The debt showdown: Did Mitch McConnell blink?

The Senate GOP leader suggests Congress should let President Obama unilaterally nudge the debt ceiling higher — without any spending cuts in return

Senate Minority Leader Mitch McConnell (R-K.Y.)
(Image credit: Alex Wong/Getty Images)

In a proposed "backup plan," Senate Minority Leader Mitch McConnell (R-Ky.) wants to empower President Obama to raise the $14.3 trillion debt ceiling in incremental steps even if Democrats and Republicans can't strike a deal. Democrats, including Senate Majority Leader Harry Reid, seem open to discussing McConnell's "last-choice option" to keep the government from running out of money on Aug. 2. But some Tea Party Republicans said the proposal scuttles the effort to make huge spending cuts part of any agreement to increase the nation's legal borrowing limit.
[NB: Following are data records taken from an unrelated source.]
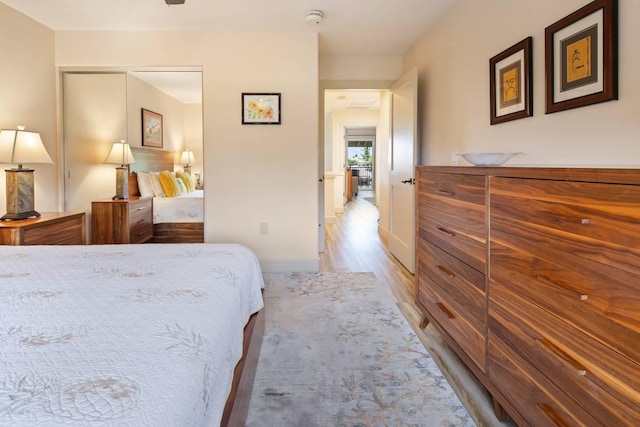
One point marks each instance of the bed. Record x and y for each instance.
(125, 335)
(176, 219)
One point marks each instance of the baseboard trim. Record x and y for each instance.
(286, 265)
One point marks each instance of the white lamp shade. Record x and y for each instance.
(187, 157)
(20, 146)
(120, 154)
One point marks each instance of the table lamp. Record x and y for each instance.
(20, 146)
(187, 159)
(120, 154)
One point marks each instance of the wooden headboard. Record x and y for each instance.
(147, 160)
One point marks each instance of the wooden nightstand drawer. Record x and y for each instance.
(51, 228)
(122, 221)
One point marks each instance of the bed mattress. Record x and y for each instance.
(127, 335)
(186, 208)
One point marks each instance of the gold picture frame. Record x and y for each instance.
(581, 57)
(261, 109)
(511, 83)
(151, 129)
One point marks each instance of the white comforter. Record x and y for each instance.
(128, 335)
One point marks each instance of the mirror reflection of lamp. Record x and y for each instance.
(187, 159)
(20, 146)
(120, 154)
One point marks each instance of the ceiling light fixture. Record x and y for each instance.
(314, 16)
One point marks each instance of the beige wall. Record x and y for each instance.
(254, 174)
(453, 63)
(28, 97)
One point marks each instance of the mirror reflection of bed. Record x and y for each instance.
(178, 219)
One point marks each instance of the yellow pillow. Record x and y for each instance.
(187, 179)
(169, 184)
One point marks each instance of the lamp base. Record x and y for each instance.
(21, 215)
(122, 183)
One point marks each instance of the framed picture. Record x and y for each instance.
(511, 83)
(581, 60)
(151, 129)
(261, 109)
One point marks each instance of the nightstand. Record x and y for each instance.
(121, 221)
(51, 228)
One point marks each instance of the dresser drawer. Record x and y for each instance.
(601, 301)
(599, 379)
(459, 236)
(457, 324)
(536, 398)
(591, 220)
(464, 285)
(459, 187)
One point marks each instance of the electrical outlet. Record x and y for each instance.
(455, 158)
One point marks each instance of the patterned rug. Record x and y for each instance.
(338, 352)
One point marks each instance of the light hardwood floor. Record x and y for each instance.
(353, 244)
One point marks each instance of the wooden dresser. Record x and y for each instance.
(121, 221)
(51, 228)
(553, 332)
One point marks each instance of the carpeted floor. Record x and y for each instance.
(338, 352)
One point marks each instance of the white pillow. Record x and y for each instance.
(144, 185)
(155, 184)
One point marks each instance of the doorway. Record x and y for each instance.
(355, 137)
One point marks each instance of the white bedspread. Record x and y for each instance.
(185, 208)
(126, 335)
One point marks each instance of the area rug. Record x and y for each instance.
(338, 352)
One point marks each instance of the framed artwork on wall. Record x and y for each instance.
(151, 129)
(511, 83)
(261, 109)
(581, 57)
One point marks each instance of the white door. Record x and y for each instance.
(95, 116)
(404, 151)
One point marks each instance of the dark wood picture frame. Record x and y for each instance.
(589, 74)
(152, 129)
(511, 83)
(261, 109)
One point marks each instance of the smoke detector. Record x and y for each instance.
(314, 16)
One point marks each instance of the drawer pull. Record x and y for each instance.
(447, 232)
(446, 311)
(580, 369)
(446, 271)
(583, 297)
(551, 414)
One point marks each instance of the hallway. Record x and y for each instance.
(354, 244)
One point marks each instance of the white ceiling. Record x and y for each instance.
(349, 27)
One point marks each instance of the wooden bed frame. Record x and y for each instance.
(150, 159)
(237, 407)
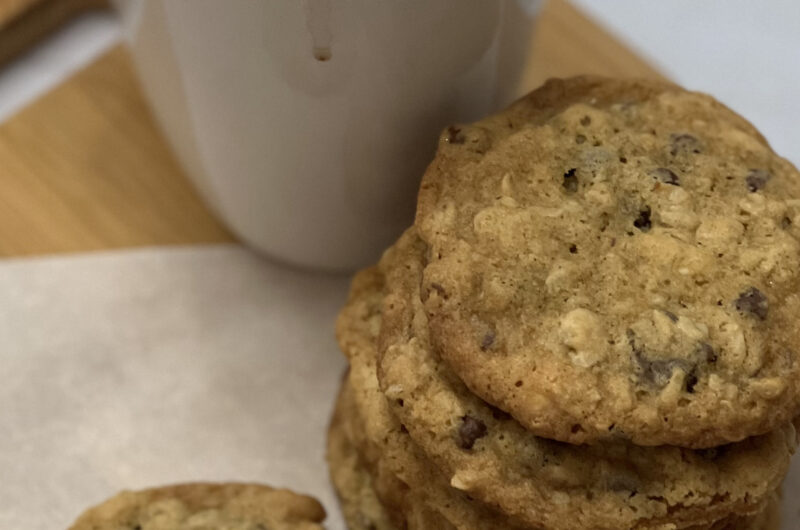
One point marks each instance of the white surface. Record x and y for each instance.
(140, 368)
(745, 53)
(67, 50)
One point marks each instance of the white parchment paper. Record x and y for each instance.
(140, 368)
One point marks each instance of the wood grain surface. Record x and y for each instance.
(85, 168)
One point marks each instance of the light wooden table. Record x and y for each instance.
(85, 168)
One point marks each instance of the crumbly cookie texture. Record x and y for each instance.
(381, 439)
(491, 457)
(205, 506)
(617, 260)
(361, 506)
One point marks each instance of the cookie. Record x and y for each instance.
(361, 507)
(491, 457)
(382, 440)
(376, 499)
(203, 505)
(614, 259)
Is the GOP really throwing in the towel?

Yes. McConnell is betraying conservatives: The Senate Minority Leader is so afraid that Republicans would be blamed if the nation defaults, says Erick Erickson at RedState, that he's "talking about making a historic capitulation." His proposal would let Obama "raise the debt ceiling pretty much automatically," unless two-thirds of both houses of Congress object, without making a single spending cut. That's not leadership — it's handing Democrats what they want on a silver platter.